Tan pronto los corazones dejen de aletear después
del más reciente aguacero de octubre y se escurran entre sus serpenteadas
pendientes las lágrimas del ausente, del ardor que le produce al viento su
tránsito por la gaita, saldrán a los cuatro vientos las súplicas rendidas de
todos los gaiteros, para anunciar desde los Montes de María a los confines
olvidados del mundo que hay fiesta en Ovejas y que no hay hosquedad que se
resista a los ritmos que mueven los tuétanos profundos del cuerpo hasta los
laberintos terrenales del alma. Se habrá dado inicio al trigésimo Festival
Nacional de Gaitas.
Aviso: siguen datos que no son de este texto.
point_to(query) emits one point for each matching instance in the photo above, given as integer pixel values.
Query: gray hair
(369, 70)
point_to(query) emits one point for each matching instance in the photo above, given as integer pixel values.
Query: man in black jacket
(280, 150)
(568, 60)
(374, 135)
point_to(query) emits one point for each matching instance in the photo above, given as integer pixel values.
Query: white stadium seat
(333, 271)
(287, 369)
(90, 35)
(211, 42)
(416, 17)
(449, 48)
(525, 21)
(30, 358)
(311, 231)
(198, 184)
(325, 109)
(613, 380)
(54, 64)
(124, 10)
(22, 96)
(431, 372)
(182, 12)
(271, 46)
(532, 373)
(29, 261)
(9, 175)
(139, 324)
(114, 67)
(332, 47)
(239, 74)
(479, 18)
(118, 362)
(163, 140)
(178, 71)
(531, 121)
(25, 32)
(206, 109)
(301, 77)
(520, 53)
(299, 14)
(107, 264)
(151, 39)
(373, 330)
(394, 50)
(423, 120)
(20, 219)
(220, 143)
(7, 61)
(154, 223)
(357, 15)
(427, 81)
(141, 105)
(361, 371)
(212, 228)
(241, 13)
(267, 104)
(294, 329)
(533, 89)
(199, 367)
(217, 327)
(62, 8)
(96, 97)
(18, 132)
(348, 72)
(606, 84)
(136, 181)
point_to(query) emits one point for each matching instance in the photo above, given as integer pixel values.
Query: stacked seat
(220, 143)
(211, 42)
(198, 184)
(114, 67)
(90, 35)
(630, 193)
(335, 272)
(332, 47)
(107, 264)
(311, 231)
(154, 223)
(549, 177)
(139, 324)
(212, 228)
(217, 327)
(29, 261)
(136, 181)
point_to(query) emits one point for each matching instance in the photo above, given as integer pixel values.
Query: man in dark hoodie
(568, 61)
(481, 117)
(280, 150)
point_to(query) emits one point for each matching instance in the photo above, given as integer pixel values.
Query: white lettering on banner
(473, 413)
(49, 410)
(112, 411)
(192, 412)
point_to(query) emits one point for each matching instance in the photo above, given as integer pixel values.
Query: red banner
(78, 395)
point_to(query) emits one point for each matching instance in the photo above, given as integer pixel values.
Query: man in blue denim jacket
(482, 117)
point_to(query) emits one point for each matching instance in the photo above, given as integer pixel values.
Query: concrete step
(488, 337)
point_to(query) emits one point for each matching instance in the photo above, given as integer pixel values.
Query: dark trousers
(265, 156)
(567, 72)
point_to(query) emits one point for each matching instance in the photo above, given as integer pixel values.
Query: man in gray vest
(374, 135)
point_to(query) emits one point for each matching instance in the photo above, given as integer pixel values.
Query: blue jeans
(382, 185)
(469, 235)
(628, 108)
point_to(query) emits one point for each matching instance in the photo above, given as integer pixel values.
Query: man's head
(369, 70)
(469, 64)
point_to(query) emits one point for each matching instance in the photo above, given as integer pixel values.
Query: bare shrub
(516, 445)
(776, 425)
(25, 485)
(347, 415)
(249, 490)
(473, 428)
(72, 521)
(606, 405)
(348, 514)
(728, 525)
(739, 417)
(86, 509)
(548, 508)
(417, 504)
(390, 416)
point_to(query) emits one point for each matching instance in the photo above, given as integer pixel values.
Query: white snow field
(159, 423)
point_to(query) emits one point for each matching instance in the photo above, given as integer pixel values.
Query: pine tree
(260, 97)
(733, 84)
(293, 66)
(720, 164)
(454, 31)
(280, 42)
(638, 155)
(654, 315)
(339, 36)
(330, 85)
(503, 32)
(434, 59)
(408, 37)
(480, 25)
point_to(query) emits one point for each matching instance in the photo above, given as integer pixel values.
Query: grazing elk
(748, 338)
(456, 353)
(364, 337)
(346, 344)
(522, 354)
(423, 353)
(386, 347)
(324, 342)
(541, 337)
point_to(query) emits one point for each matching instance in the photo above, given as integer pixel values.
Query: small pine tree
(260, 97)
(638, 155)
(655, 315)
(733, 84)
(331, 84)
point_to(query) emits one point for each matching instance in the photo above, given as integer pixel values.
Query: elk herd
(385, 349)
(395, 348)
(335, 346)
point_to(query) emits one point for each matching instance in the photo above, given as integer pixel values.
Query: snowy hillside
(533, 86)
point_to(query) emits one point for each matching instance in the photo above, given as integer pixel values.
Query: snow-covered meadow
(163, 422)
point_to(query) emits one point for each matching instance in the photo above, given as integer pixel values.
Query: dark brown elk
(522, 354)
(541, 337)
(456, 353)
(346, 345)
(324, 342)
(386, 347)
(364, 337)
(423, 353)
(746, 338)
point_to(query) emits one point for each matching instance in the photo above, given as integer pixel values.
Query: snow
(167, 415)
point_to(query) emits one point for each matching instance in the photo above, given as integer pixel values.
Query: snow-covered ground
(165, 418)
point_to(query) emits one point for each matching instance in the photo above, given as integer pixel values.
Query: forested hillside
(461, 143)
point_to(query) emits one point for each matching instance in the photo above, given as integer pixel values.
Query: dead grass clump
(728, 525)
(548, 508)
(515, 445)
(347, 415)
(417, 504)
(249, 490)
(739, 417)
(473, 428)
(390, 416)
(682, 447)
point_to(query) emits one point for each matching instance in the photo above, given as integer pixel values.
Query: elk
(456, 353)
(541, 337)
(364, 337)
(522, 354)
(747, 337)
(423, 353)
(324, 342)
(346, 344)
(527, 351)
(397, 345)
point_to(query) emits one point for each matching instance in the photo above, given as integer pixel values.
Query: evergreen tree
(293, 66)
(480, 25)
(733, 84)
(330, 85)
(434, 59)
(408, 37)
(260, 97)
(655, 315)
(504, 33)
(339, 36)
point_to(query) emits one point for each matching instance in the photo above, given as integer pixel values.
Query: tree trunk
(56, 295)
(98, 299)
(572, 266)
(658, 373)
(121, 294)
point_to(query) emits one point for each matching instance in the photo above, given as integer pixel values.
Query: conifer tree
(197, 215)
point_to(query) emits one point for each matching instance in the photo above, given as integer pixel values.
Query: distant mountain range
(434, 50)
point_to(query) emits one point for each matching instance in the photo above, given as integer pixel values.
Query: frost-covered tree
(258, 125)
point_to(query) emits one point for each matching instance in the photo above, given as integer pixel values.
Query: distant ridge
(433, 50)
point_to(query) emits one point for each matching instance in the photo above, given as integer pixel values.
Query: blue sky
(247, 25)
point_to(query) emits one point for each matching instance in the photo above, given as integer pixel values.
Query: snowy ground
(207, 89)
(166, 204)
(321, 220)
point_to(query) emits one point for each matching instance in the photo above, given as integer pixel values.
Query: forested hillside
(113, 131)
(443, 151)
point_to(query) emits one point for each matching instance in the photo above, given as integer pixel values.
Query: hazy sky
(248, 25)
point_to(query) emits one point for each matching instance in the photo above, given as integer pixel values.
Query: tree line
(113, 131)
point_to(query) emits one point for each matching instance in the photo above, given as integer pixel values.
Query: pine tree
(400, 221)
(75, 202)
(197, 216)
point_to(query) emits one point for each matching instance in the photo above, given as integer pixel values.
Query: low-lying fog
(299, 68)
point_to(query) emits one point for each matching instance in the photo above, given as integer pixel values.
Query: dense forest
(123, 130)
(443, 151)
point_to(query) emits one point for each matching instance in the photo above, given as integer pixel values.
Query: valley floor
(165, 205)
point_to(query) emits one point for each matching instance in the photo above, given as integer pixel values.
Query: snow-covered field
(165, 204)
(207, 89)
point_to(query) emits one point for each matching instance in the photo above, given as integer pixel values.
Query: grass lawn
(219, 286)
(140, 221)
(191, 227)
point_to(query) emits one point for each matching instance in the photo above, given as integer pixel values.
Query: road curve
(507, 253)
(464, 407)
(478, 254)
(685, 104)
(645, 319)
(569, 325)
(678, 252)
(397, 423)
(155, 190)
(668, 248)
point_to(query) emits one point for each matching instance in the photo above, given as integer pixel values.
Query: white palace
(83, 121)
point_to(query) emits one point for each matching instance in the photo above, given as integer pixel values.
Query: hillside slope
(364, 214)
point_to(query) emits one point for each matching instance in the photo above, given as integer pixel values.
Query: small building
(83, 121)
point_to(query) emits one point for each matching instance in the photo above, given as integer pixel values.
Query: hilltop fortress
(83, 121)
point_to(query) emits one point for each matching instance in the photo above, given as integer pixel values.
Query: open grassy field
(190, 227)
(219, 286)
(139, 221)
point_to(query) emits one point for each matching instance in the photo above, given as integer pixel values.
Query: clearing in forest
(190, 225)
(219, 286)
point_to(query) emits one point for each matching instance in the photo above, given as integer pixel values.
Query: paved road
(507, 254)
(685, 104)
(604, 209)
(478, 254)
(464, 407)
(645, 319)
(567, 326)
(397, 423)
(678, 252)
Volverá a morir dentro de mí la esperanza de la redención anhelada,
y no tendré más remedio que volver a respirar el aire prestado que me da la
distancia, en estos amaneceres sin gallos, sin perros que ladran los últimos
espantos de la madrugada, sin el tropel de quienes se afanan para irse de
siembra, sin ese cielo azul transportando rebaños de algodón que se desvanecen
sin prisa a la merced del viento; sin ese olor a café derramado en la
soñolienta alborada que convierte en invisibles las sombras de la noche
anterior y borra de un plumazo el claroscuro del viernes.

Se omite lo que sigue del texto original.